Design principle of power frequency transformer

The principle of power frequency transformer is very simple, and the related formulas are not complicated in theory, so everyone has formed a view: it is too simple, and there is nothing to study in those three or four formulas. As long as the design is based on those simple formulas, it will be successful immediately.

I think the above understanding has both merits and merits. The advantages are: according to the calculation formula, the result can be calculated quickly and the problem can be solved; What is worth studying is: Do you know the performance of the product you designed? Is the design reasonable? Is the design optimized? What is economy?

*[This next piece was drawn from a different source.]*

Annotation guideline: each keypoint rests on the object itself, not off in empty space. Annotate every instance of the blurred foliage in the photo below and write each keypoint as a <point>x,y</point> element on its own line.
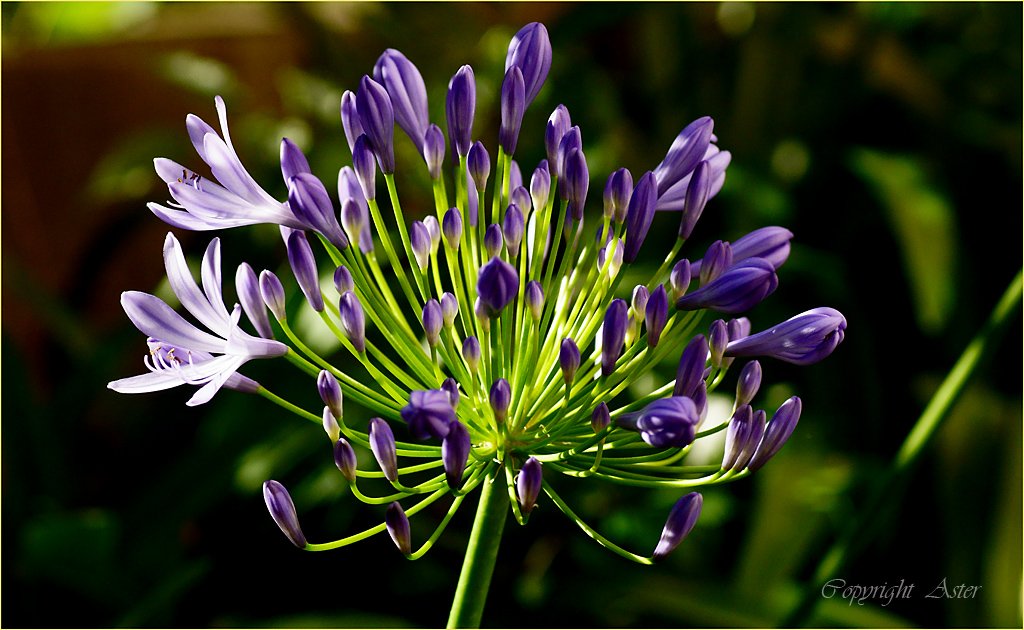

For example, selecting iron core specifications according to power is a very complicated problem because there are many factors involved. Some books recommend using the following semi-empirical formula to choose:

S = K Sqrt(P) ( 1)

After s is determined, other calculations are performed. This is indeed a practical method, but it is also a simplified design method, which is wasteful in most cases. This design method does not need to be discussed for amateurs (only occasionally designing a transformer for their own use), but it is worth discussing for enterprises. When this design is widely used in products, it reflects the reduction of economic benefits.

So, what can they do in professional occasions, such as transformer manufacturers?

In principle, the core specification is selected according to the occupancy rate of conductors in the window, but this calculation is complicated and the relationship is not simple. For example, the relevant calculation formula is:

P = 0.0222 f B J Sc Sm (2)

When the current density is determined by the voltage regulation rate, the calculation formula is:

p = 0.0555(f f)(B B)(Sc Sc)SmδU/(Z Lm)(3)

For such a complicated relationship, it is a headache to come up with the design scheme manually. Therefore, experts compile these relationships into a series of tables according to the actual situation, and design engineers can get a set of practical data by looking up the corresponding tables according to different design indicators, such as power and other indicators to get the core specifications.

The convenience brought by this method is so great that we can come up with some schemes quickly, and then make appropriate judgments and make optimization according to the accumulation of experience. Even so, this method has two major disadvantages. One is that it is impossible for experts to make all the series tables, and the other is that engineers have to come up with relatively complete designed product parameters and spend a lot of time calculating them one by one. Engineers must have a big head to come up with several schemes a day. Fortunately, with the popularization of computer application and the appearance of special software, computers can do boring calculation work, and engineers only pay attention to the design and optimization of the scheme.

For another example, for the selection of current density, it is generally recommended to be 2.5a ~ 3a/(mm mm) in simple design, but according to formula (3), when the low power adjustment rate is large, the current density can be very large, reaching 8 ~ 9a/(mm mm) [for the chat of low-frequency EI transformer, see this column, and I have provided the landlord with six schemes]. However, when the high power regulation rate is limited, the current density can be less than 2A/(mm mm), otherwise the temperature rise of the transformer may be too high and burn the transformer. It should be emphasized that the current density can not be increased casually, but calculated according to the design index, which will often lead to the deterioration of performance or even burn the transformer.

Some people may think: Why haggle over every ounce? I don't think so. Everyone is talking about how foreign economic growth can save energy and raw materials. Isn't that dug up bit by bit? Where does the efficiency of switching power supply come from? Isn't it also developed bit by bit? In this case, if you are really engaged in the production and design of power frequency transformers, you must conscientiously do your own job and find out the relevant contents of your work. Imagine that an enterprise needs all kinds of transformers for its products and wants to recruit an engineer to design them. Give a few examples of on-site design. The design results of engineers A and B meet the requirements, but the average cost of A is lower than that of B 10%. Who do you think the enterprise will hire?

From the perspective of saving energy and raw materials, I would like to share with you here:

1, reducing the amount of copper can be achieved in two ways. One is to reduce the wire diameter, which means that copper resistance will increase and copper loss will increase. The other is to reduce the number of turns, which will increase the no-load current and the no-load loss. If the transformer is in standby state for a long time, the waste of power resources is very great. Billions of dollars of electricity are wasted every year due to the long-term standby state of household appliances in China.

2. When designing the transformer, the copper loss and iron loss should be equal, so that the transformer loss is the lowest and the operation is the most stable. If a transformer is designed, because the wire diameter is very small, in order to save copper wire, the method of reducing the number of turns is adopted, and there is still a lot of room in the iron core window, which means that the size of the iron core is too large, resulting in the waste of the iron core. Due to the large size of wire core, the average circumference of winding grows, and the amount of copper wire will also increase. At the current price,

Therefore, when designing, try to choose a small iron core while ensuring the performance to meet the customer's requirements. If 4 1 can be used, then never use 48. Regarding no-load current, it is best to save standby loss as much as possible.